А в самом сердце этой земли, или страны, где не растут деревья и не поют никакие птицы, залегает пустыня – серое пространство камней, отливающих металлическим светом.
Неуловимо спадая от всех четырех сторон света, пространная местность эта начинает, словно притягиваемая собственным центром, разламываться, поначалу почти неприметно, на террасы, безжизненные и яркие, и по мере того, как земля опускается, террасы становятся все выше, пока наконец, как раз когда уже кажется, будто самая середина одичалой этой земли совсем близка, серые террасы не обрываются и взгляду не открывается поле голых камней. По этому полю в беспорядке раскидано то, что выглядит подобием дымоходов или стрел старых металлических сооружений, горловинами рудников, – вокруг же них там и сям валяются фермы и цепи. И надо всем страшно сияет на металле и камне свет.
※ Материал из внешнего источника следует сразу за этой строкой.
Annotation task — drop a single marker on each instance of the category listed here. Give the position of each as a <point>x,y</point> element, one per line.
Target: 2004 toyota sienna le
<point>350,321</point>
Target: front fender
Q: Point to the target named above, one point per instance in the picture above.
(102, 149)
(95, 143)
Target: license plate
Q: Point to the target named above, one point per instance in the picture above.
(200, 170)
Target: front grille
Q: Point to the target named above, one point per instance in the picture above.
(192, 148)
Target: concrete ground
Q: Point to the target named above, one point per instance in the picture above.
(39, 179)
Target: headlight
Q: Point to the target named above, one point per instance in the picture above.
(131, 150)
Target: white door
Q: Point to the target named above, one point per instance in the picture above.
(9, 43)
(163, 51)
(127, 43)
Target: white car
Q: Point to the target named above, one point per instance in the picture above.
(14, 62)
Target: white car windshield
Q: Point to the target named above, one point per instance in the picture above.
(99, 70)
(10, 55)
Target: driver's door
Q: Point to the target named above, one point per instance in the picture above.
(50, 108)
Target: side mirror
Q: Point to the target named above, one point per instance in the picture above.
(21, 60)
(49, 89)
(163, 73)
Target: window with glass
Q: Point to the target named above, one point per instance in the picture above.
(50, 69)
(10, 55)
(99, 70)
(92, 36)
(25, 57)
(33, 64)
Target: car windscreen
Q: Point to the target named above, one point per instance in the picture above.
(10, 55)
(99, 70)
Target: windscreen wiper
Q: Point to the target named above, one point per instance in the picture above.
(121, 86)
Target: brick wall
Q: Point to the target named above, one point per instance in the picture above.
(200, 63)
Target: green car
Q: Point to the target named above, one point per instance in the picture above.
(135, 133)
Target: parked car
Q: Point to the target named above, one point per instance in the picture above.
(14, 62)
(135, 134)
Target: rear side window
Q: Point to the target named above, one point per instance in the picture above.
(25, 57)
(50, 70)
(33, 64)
И пока язвительное солнце изливает лучи на землю, пока во всем огромном амфитеатре не совершается никакого движения, нечто принимается шевелиться глубоко под землей. Нечто одинокое и живое нежно улыбается себе самому, сидя на троне в гигантском сводчатом зале, освещенном скопленьем свечей.
Но при всей лучезарности свечей, большая часть этой палаты заполнена тенями. Контраст между мертвым и мреющим светом внешнего мира с его горячим, металлическим посверком, и светотенью подземного склепа составлял нечто такое, чего Козел и Гиена, при всей их бесчувственности, никогда отметить не забывали.
Да и не были они, хоть отсутствие чувства прекрасного и оставляло больную брешь в их душах, – не были они способны хоть раз войти в этот покой без помрачающего сознание ощущения чуда. Обитая и спя, ибо так им было назначено, в темных и грязных кельях, – даже обладание единственной свечой не дозволялось им, – Гиена с Козлом питали когда-то давно наклонность к бунту. Они не понимали причин, по которым им, пусть и не таким умным, как их повелитель, не дано право пользоваться равными с ним удобствами жизни. Впрочем, все это было очень давно, и теперь они уже множество лет провели в сознании, что принадлежат к племени низшему и что служение и подчинение своему господину суть единственная их награда. Да и как бы смогли они выжить, не будь он таким умным? Разве не стоили все сокрушения подземного мира того, что редко-редко им дозволялось сидеть за столом Императора и смотреть, как он пьет вино, и получать, опять-таки время от времени, кость, которую потом можно будет погрызть.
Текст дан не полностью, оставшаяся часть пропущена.